NC. Hope I've posted this in the right place.
DD was born 2 months ago via emergency c section under a GA. I had found pregnancy difficult, as I hadn't actually believed I'd end up with a baby at the end of it (not sure if this is relevant).
My labour lasted 15 hours, and it seemed like all was going to plan. All of a sudden it went wrong, and I was whisked away for a c section. I don't doubt the decision, I don't regret the fact it was a c section. I didn't have a wonderful birth plan in my head, I was more than willing to just go with the flow, and the thought of a c section before never bothered me. All I cared about was getting her out safe.
Now weeks down the line, I'm struggling. I flip between loving DD, hating her, and just feeling numb and empty. I think the problem comes from the fact I didn't see her being born.
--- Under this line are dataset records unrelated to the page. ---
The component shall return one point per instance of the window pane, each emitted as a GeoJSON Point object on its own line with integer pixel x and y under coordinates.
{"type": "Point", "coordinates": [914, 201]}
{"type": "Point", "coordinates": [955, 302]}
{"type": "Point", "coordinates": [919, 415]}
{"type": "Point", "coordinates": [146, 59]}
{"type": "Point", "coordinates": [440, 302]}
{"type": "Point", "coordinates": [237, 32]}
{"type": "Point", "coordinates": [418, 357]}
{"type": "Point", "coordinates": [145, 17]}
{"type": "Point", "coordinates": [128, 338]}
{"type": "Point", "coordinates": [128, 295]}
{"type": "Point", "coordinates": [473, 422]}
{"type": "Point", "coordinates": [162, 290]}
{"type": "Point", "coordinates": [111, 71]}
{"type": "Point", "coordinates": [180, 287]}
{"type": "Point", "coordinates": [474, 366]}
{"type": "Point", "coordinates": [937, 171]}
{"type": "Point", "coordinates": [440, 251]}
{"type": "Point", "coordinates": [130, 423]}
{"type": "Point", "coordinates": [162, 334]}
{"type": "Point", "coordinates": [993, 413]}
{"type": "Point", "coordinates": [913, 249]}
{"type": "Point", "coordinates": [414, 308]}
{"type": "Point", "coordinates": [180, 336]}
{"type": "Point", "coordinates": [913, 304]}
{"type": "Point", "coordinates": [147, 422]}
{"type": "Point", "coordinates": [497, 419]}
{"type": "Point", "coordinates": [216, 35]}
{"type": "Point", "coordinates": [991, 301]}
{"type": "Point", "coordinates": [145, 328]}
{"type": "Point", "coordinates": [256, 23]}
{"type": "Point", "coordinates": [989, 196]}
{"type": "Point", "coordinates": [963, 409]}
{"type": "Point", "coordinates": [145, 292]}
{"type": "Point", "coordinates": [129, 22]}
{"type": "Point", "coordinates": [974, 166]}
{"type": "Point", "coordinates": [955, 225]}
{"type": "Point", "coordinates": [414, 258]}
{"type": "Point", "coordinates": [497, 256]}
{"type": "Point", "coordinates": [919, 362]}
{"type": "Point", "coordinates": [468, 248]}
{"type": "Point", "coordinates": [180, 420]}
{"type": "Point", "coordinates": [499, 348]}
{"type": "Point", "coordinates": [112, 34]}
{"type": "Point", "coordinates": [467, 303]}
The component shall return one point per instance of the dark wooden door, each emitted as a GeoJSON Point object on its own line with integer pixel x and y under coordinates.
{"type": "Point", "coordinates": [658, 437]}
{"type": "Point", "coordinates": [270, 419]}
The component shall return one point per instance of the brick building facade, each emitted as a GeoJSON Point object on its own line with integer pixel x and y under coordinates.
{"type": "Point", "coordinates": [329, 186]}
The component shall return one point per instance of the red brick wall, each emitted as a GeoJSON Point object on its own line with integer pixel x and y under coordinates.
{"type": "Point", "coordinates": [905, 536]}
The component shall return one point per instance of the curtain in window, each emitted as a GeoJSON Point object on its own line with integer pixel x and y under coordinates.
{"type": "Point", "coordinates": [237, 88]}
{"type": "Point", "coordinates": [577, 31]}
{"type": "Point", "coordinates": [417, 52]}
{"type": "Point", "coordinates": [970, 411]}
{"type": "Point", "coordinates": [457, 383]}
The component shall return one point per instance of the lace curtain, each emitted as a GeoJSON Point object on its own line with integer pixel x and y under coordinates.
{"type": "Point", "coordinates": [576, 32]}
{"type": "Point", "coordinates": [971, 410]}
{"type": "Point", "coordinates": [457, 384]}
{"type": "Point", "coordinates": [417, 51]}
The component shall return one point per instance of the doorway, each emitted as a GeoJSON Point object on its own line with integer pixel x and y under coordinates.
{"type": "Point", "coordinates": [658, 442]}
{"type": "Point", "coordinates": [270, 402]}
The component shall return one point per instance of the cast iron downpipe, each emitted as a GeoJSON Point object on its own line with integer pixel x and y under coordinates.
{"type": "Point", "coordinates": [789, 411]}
I just came round to DH holding her. Hours had passed and I was all dazed and confused. Suddenly he was holding this baby. I couldn't believe she was mine, and I still can't believe it now.
I do love her sometimes, it just feels like she was adopted, because I just can't actually believe she was the baby in my stomach, and I can't believe she actually came out of me. I just can't get my head around it. I wish I could watch a video of it or something.
I just don't know what to do. I don't know if this is PTSD or PND or what. Everyone says how lovely she is and I just smile and nod because I don't know what to say, as I feel nothing when people say that. If she was someone else's baby I would adore her and be so envious...so why do I feel this way?